Daniel Čačija was born in 1986 in Croatia. At the beginning of the 90s, his family fled after several months of war and immigrated to Germany. Frankfurt am Main became their new home. Even as a small child, Daniel drifted through a cosmos of church, folk, classical and jazz music. At just six years of age, he started professional music lessons in Frankfurt, and later received his degree as a classical pianist from the conservatoire.

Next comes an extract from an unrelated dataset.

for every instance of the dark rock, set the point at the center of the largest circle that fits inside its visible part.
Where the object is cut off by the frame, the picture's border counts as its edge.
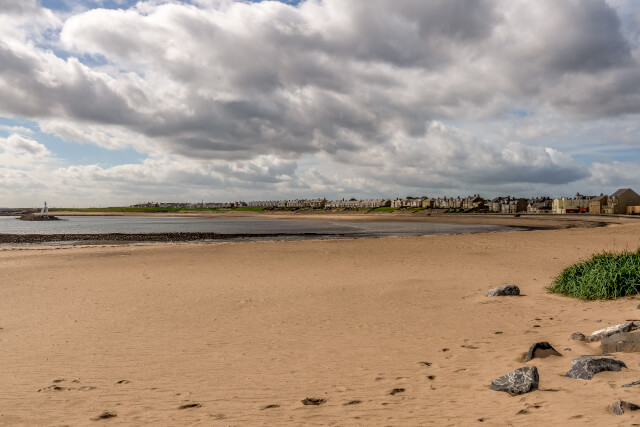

And the singing? That story is quickly told, and for that very reason, all the more remarkable. Singing had always been a matter of course for Daniel Čačija. His voice accompanied him everywhere, even to his piano lessons. But it was a throwaway question by a staff member at the conservatoire in Frankfurt, who asked whether singing was his main subject, which finally opened Daniel's eyes. From then on he followed his inner voice, in the truest sense of the word! He got his Bachelor's as well as his Master's degree at one of the most respected placed to study Jazz in Europe, at the Kunstuniversität in Graz, Austria! Collaborating with Artists such as Kurt Elling, Sheila Jordan, Dena DeRose, Michael Abene, Rob Bargad,Morten Toftgard Ramsbol and Jim Rotondi to name but a few, has put Daniel Čačija into the path of performing at Jazz Clubs and Festivals all around Europe. He as well was the vocal soloist of the German National Jazz Orchestra (BuJazzO). Vocalists like Nat King Cole, Sarah Vaughan, Mark Murphy, Kurt Elling, Frank Rosolino and Gregory Porter are his secret heroes.
Even before the release of his first recordings, the trend-setting US magazine "DownBeat" chose Daniel Čačija as the best young singer of 2013. Then in 2014, he received the "Croatian Grammy" (Porin Music Award) in the "Jazz Album of the Year" category featuring the HGM Jazzorchestra.
And now, on MONS Records, Daniel Čačija is laying down his debut album with the significant title LifeLine where he presents his voice on record, and with it gives his musical career the brilliant setting it is due.
The British Croatian Society in London referred to his outstanding interpretive performace as a "meld of Slavic earthiness and liquid-smooth jazz phrasing with a unique hint of passion and improvisational flair."